Thank you for comment. Right, this implementation is redundant and I also think that covering all these cases in tauri_sys::Error
is better way. Fixing up the error enum is very helpful for me!
The error type in simple example is String, but when that is custom type like struct, I feared that changing tauri_sys::Error
would have a widespread effect because many files uses this type.
When some good implementation, I will comment in this thread and will open PR.

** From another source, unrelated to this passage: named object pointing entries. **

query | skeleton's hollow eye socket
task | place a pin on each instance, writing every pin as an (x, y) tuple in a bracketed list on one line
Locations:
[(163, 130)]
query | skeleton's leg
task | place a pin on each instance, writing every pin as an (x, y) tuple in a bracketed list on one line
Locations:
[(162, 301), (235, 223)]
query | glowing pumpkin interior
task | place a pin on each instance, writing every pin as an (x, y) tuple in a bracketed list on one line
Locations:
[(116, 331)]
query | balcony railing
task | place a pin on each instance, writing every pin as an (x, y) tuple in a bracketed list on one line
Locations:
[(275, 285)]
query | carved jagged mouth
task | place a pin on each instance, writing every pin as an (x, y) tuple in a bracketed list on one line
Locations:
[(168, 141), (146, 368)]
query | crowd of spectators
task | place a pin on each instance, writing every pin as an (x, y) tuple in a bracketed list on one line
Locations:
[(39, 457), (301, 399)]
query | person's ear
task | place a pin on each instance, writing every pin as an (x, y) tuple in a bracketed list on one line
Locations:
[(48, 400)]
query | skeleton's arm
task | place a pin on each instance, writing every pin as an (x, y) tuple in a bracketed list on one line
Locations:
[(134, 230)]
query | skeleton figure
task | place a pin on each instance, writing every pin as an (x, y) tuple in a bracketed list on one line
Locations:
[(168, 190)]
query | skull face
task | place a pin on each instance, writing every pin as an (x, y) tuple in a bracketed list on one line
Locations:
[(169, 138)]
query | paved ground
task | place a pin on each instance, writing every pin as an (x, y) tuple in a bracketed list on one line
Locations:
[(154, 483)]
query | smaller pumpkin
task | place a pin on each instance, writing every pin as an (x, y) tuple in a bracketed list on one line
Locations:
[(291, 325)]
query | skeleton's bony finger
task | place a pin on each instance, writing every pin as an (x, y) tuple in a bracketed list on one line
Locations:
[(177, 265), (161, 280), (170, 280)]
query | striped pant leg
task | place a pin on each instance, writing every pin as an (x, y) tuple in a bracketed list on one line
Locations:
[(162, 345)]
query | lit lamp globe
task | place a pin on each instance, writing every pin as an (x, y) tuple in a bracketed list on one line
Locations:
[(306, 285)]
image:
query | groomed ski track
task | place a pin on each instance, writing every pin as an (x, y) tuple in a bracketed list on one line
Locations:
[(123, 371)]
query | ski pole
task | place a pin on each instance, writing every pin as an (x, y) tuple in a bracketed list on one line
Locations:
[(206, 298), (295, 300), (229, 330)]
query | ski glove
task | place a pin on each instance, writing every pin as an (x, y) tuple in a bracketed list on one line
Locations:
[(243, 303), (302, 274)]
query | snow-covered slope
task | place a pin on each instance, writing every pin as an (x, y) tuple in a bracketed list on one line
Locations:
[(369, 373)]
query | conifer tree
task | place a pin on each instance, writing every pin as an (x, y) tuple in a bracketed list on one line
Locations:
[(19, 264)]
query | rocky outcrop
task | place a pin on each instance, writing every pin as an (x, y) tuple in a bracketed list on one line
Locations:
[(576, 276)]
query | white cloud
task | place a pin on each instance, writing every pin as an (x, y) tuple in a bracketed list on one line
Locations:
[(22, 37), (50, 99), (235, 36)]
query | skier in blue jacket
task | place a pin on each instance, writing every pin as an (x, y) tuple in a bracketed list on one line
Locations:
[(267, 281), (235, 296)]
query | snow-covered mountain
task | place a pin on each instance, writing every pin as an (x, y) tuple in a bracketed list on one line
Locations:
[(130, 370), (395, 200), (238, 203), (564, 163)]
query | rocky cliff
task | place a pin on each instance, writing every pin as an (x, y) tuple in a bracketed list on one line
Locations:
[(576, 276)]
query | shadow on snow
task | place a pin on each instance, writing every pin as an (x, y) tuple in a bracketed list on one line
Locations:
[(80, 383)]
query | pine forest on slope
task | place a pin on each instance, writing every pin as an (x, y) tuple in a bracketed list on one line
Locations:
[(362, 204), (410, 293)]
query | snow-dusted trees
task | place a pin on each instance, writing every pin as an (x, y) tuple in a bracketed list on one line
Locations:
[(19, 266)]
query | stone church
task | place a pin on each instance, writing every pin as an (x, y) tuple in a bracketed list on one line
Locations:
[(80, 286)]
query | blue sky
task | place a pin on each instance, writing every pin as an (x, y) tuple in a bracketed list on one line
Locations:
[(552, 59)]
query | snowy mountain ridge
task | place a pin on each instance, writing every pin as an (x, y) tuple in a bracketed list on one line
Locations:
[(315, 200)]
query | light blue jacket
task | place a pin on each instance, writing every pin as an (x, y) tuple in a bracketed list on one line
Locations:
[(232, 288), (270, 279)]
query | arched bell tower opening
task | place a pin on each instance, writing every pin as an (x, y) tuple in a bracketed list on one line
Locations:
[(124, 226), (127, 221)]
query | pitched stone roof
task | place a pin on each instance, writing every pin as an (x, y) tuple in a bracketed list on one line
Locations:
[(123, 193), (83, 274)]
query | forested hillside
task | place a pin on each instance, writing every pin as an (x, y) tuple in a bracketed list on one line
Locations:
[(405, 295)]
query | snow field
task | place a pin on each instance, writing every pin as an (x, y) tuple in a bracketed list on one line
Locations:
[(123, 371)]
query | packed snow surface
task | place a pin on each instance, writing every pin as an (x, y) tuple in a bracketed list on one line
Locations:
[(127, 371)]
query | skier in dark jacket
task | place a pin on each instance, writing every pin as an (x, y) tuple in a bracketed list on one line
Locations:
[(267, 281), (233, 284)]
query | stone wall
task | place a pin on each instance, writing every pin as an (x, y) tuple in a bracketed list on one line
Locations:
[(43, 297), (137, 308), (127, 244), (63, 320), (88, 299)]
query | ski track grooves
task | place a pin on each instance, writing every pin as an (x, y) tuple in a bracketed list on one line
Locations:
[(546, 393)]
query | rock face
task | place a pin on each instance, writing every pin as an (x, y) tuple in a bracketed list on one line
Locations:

Wait a second, maybe I was misunderstanding. Your feature request is basically being able to have structured errors on the Core side that can be interpreted as structured errors on the client too?
So like this: Core:
#[derive(Serialize)]
struct Error {
code: u32,
message: String
}
#[tauri::command]
fn cmd() -> Result<(), Error> {
todo!();
}
Client:
#[derive(Deserialize)]
struct Error {
code: u32,
message: String
}
let res = invoke::<(), Error>("cmd").await?;
Yes! Sorry that my example is bad for understanding. Your example represents my thoughts correctly. I want to handle not only String type but also custom type error in client side.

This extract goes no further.